The country’s latest and most massive advancement in space technology will soon be ready for launch as the Multispectral Unit for Land Assessment, also known as Mula, the satellite is set for completion by 2023.
Conceived through the efforts of experts from the University of the Philippines Diliman (UPD), Department of Science and Technology’s (DOST) Advanced Science and Technology Institute (ASTI), as well as the Philippine Space Agency (PhilSA), under the Advanced Satellite and Know-How Transfer for the Philippines (ASP) project, Mula will be able to photograph a 100,000 square kilometer area of the Earth, daily.
Weighing in at 130 kilograms (kg), Mula dwarfs the microsatellites Diwata-1 and Diwata-2 that both weighed an estimated 50 kg.
Come launch day in 2023, the PhilSA will take charge of completion, blast off, and subsequent operation control.
Aiding in the satellite’s creation is British small satellite manufacturer Surrey Satellite Technology Ltd. (SSTL) whose TrueColor earth-observation satellite served as the design inspiration for Mula, outclassing Diwata-2’s camera quality.

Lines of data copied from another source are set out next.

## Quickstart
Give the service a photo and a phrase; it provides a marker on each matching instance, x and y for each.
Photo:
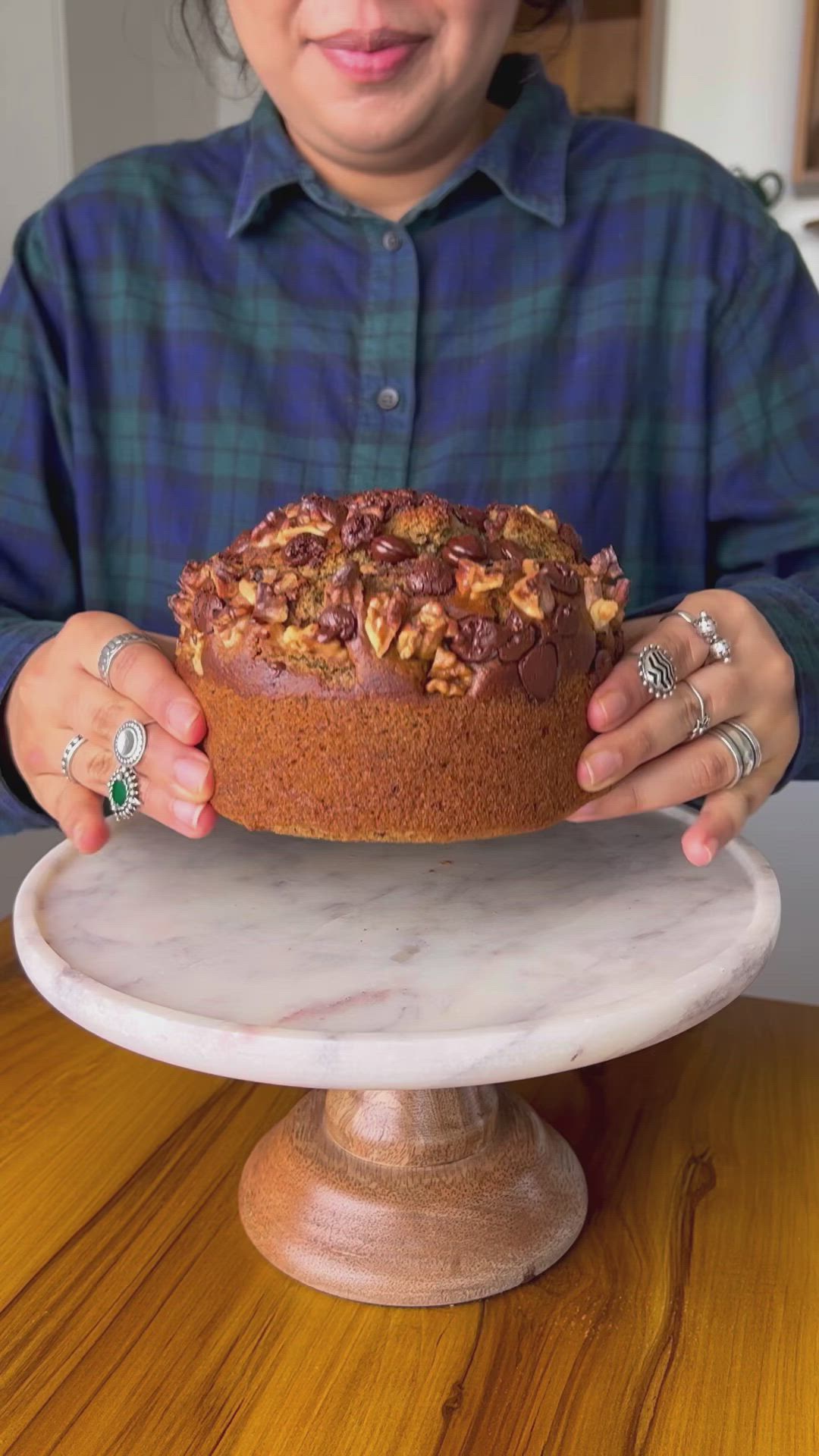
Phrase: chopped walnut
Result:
(385, 615)
(425, 632)
(472, 580)
(306, 641)
(449, 676)
(196, 647)
(526, 596)
(604, 613)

SSTL and the DOST-ASTI penned an 11 million British pound sterling (GBP) (equal to almost PHP 746 million) for the country to receive its cut of data from the developer’s NovaSAR-1 satellite’s services.
Once it enters the vastness of space, Mula will serve as the country’s newest astronaut, obtaining data for a myriad of important functions particularly for disaster preparedness and damage assessment, as well as natural resources management.
Air and sea vehicle tracking and detection will also be part of Mula’s monitoring duties thanks to its Automatic Identification System and Automatic Dependent Surveillance-Broadcast.
ASP project leader and PhilSA deputy director Gay Jane Perez spoke of the benefits of Mula’s advanced imaging technology:
“With its capability to capture higher-resolution images, we will be able to better monitor terrestrial ecosystems, as well as our land and marine resources to ensure both agricultural productivity and environmental integrity” Perez stated.
Apart from Diwata-1 and Diwata-2, two cube satellites called Maya-1 and Maya-2 were previously launched.
The third to sixth versions of the Maya cube satellites are slated for future development, and with Mula’s progress underway, the country takes further steps towards the goal of becoming “a pace-capable and space-faring nation in the next decade”.